The most important thing we learn here is not necessarily about food, technique, or method. What we learn here is confidence and how to execute under pressure. Had I looked up at any one of the 120 eyeballs that were intently staring at me during that moment, I might have lost it. It’s about staying calm, collected and graceful. It’s about moving fluidly and deliberately with controlled movements. It’s about learning how to perform in front of an audience. It’s about saying, “Oido,” (I hear you, I understand) and projecting confidence. Without it, there are two extraneous staffs of passionately hungry individuals to do what it is that you have been assigned to do.

In the beginning, the chefs tear us down, shred us to pieces and wipe us clean. They turn us into canvases as blank as every white dish we plate on. When they feel we are ready, they give us one task at a time, one component at a time, adding to us, layering on us, shaping us, perfecting us until we become fully functioning—a chef de parti, a composed dish.
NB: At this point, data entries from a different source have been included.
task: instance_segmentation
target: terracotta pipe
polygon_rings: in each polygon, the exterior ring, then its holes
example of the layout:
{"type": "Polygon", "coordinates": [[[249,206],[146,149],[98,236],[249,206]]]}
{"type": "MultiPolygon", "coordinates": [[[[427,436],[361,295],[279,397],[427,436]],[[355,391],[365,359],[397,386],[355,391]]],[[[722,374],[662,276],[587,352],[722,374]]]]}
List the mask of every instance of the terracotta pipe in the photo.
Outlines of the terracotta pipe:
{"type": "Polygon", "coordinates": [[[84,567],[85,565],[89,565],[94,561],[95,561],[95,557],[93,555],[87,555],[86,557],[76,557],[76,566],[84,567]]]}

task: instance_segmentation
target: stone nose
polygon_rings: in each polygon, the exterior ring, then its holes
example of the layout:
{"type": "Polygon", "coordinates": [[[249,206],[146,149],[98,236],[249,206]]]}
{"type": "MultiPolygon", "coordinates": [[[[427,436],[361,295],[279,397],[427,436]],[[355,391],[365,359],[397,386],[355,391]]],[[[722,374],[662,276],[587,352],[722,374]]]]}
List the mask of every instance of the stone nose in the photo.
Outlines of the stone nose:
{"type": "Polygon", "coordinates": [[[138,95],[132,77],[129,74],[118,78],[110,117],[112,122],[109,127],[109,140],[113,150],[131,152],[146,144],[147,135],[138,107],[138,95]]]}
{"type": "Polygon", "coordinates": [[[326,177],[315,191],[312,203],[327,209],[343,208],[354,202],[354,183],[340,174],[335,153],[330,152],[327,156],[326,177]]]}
I won’t be here long enough for that to happen, but I’m happy and proud that I’ve worked hard enough to be given the opportunity to at least start down that path. Perhaps the amount of people in this kitchen is not inane. Without them, the pressure wouldn’t be as great. Perhaps there is a method to this madness. When I watch the unparalleled cool and precision of the current chef de parties, I don’t doubt that we could use even more cooks in this kitchen.